We may understand scalability as referring to a system’s ability to continuously expand without having to rethink its components and how they fit together (Tsing 2012: 505). Following from Tsing, we should also note this scale-ability to be either magical or incredibly difficult to pull off or just utter nonsense[1]. For scalar expansion can hardly ever do away with the re-articulation of what it takes as its constituent parts–whether these be ‘nation’ or ‘kinship’ or ‘office layout’ or ‘species’ or ‘floating-point operations per second’. So the imbrications of digital media with native cosmologies scramble big-datafied sense-making (Miller 2011), the explosive misery secreted by cities can be made to disgorge sprawling patchworks (Deleuze and Guattari 1988: 481-2), the world of earthworms and small agents subtend the grand recits of history (Bennett 2010 96) and the composition of monologic existence unravels in the worlds of its parts (cf. Bakhtin 1984). What scale-ability can and often must do, however–or so the story goes–is work hard to circumscribe awareness of and care for the effects of its own unravelling replication; what Tsing refers to as the ‘project-distorting effects’ (ibid. 507) and inevitable incompleteness (ibid. 515) of scalar expansion. From this perspective we may grasp scale-ability as an operative fiction that ‘works through friction’ (Tsing 2005) via the often-ungrateful task of making a particular image–that of changeless change–operational in spite of itself[2]. That would be the image of diffusionist modernity and techno-capital spreading out from North-Western Europe to cover the world ‘like an oil slick’ (Geertz 2000). What such an image suppresses is not only the realities of colonial revolt–but the very blossoming into inconstancy and self-inconsistency of those passionate solidarities and identities that drove it (ibid.).
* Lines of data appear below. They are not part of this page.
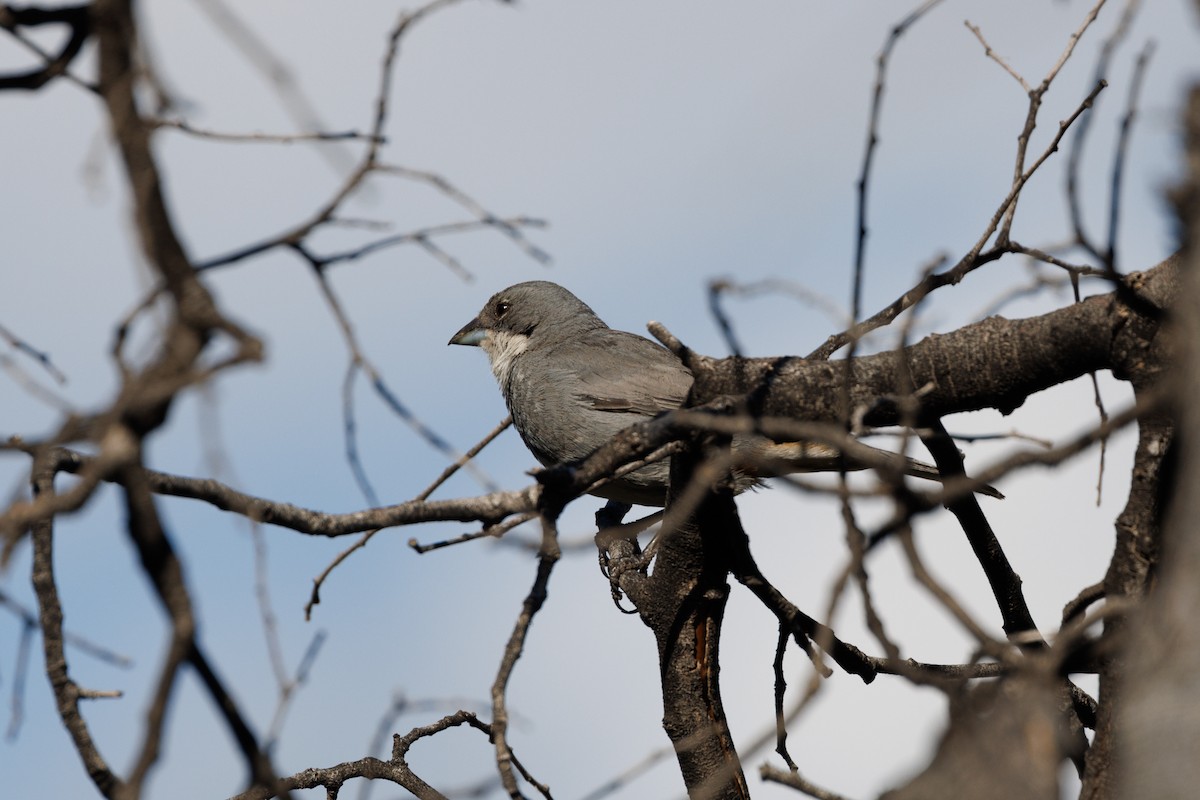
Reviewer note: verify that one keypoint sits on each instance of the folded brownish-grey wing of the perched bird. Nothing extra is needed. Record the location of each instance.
(627, 374)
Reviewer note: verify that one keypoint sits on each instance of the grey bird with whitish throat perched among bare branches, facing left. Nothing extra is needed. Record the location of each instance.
(572, 383)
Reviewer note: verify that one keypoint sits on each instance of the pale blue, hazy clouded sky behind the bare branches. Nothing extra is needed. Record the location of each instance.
(665, 145)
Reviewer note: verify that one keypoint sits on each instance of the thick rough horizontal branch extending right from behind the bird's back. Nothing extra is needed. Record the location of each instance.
(993, 364)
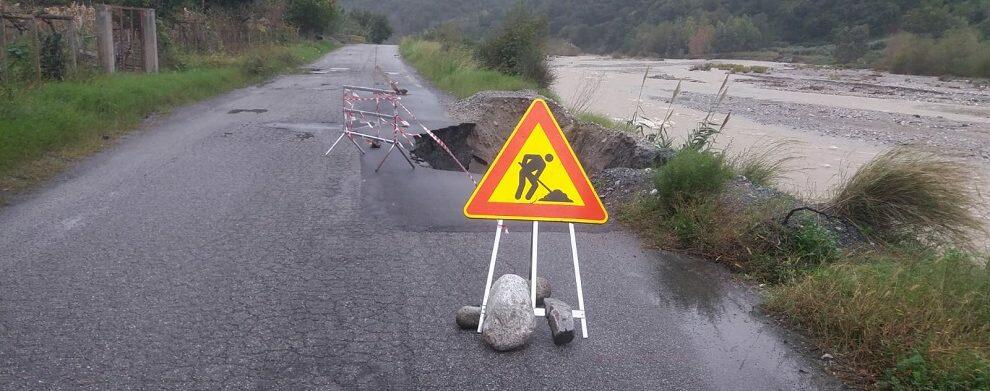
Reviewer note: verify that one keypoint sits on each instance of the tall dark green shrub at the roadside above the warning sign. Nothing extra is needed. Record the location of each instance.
(519, 47)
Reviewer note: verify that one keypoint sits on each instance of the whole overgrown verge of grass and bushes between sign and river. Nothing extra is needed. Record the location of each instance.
(907, 312)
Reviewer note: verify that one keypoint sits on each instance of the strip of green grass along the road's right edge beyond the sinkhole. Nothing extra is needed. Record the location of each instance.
(455, 70)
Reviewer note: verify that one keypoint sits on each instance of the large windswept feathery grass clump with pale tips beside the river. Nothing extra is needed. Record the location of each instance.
(906, 194)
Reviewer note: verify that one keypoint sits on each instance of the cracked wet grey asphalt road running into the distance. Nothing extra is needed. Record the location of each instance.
(218, 250)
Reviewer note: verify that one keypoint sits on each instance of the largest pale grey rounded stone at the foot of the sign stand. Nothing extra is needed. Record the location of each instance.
(509, 319)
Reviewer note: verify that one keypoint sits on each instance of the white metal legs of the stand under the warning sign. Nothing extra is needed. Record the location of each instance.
(576, 314)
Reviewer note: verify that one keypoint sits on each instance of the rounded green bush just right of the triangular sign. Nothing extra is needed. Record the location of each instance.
(691, 176)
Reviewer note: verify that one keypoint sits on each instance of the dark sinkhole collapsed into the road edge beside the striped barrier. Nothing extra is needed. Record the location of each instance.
(456, 139)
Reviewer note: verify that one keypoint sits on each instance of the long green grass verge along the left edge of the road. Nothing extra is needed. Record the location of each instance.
(47, 126)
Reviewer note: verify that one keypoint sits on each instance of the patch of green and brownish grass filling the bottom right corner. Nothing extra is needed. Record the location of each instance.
(910, 319)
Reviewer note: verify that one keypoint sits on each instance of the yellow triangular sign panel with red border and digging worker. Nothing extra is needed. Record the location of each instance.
(536, 176)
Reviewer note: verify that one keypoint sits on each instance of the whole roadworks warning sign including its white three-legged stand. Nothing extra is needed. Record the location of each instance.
(539, 147)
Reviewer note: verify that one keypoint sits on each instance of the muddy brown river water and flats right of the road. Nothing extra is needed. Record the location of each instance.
(832, 121)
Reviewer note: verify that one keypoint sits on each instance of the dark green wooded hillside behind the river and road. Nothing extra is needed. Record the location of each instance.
(682, 27)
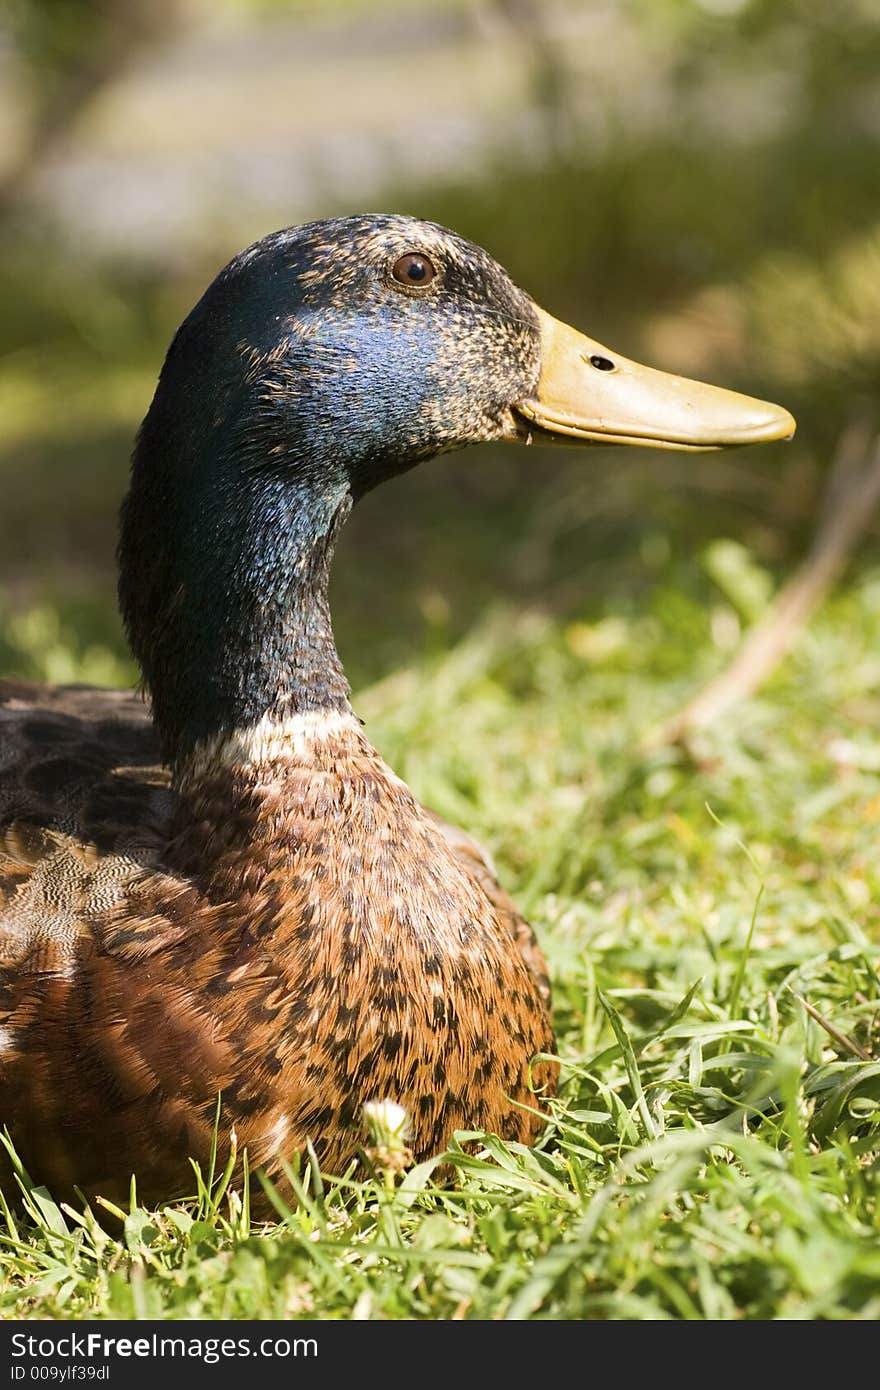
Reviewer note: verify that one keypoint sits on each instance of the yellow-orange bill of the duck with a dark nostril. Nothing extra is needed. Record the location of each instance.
(587, 393)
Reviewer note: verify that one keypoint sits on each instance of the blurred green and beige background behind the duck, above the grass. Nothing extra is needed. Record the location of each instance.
(694, 183)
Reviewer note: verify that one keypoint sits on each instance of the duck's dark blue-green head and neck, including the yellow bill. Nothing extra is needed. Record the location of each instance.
(323, 361)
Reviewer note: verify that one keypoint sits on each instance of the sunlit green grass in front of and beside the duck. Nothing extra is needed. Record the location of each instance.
(714, 1153)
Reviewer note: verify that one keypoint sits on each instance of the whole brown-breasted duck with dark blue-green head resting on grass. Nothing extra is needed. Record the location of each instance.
(216, 897)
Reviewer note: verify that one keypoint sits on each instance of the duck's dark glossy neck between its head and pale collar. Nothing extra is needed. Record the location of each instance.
(227, 610)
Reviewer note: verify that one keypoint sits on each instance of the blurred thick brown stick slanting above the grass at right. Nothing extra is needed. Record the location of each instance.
(852, 500)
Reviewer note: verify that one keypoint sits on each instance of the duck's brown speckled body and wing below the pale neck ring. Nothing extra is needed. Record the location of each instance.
(288, 928)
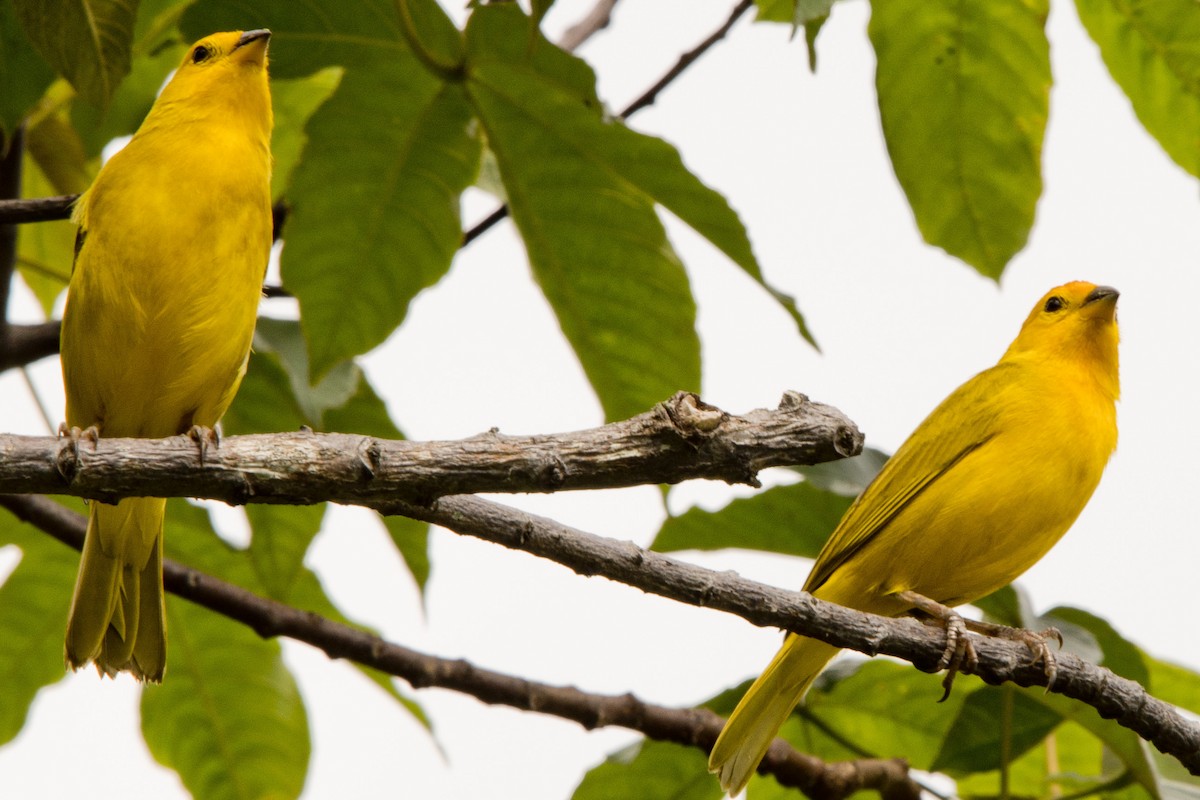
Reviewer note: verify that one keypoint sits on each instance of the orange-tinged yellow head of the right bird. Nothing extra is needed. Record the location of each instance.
(1077, 321)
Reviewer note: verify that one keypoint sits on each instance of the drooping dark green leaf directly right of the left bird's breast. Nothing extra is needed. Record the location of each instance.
(374, 225)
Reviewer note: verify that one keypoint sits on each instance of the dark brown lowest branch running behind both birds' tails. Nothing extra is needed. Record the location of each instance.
(691, 727)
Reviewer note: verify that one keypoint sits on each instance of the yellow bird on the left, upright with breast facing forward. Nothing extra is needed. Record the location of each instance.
(175, 238)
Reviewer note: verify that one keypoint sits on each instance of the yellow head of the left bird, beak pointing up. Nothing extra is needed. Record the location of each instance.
(221, 76)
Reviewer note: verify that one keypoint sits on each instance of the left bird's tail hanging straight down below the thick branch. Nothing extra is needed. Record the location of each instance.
(118, 617)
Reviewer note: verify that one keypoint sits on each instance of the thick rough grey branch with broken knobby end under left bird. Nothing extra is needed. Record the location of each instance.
(680, 440)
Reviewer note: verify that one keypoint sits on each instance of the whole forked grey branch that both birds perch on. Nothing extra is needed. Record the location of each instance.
(682, 438)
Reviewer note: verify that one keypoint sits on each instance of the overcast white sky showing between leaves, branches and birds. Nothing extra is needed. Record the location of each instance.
(802, 160)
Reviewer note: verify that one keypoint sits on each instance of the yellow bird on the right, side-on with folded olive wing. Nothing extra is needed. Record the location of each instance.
(980, 492)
(the rest is soon to follow – stay tuned)
[1] These three things being not necessarily mutually exclusive. Consider here Alfred Gell’s search for a definition of technology in the ‘pursuit of intrinsically difficult-to-obtain results by roundabout, or clever means’ (1988: 6)–allowing for incantation and manipulation through but also beyond what is afforded in technical objects and procedures themselves. A minor technology in this sense is also a disenchanted one.
[2] Or: an impervious unknowing of the riddling loop that is Morton’s ecological awareness in its ‘becoming accustomed to a strangeness that doesn’t become less strange through acclimation’ (2016: 5). Scalability involves a good deal of numbness.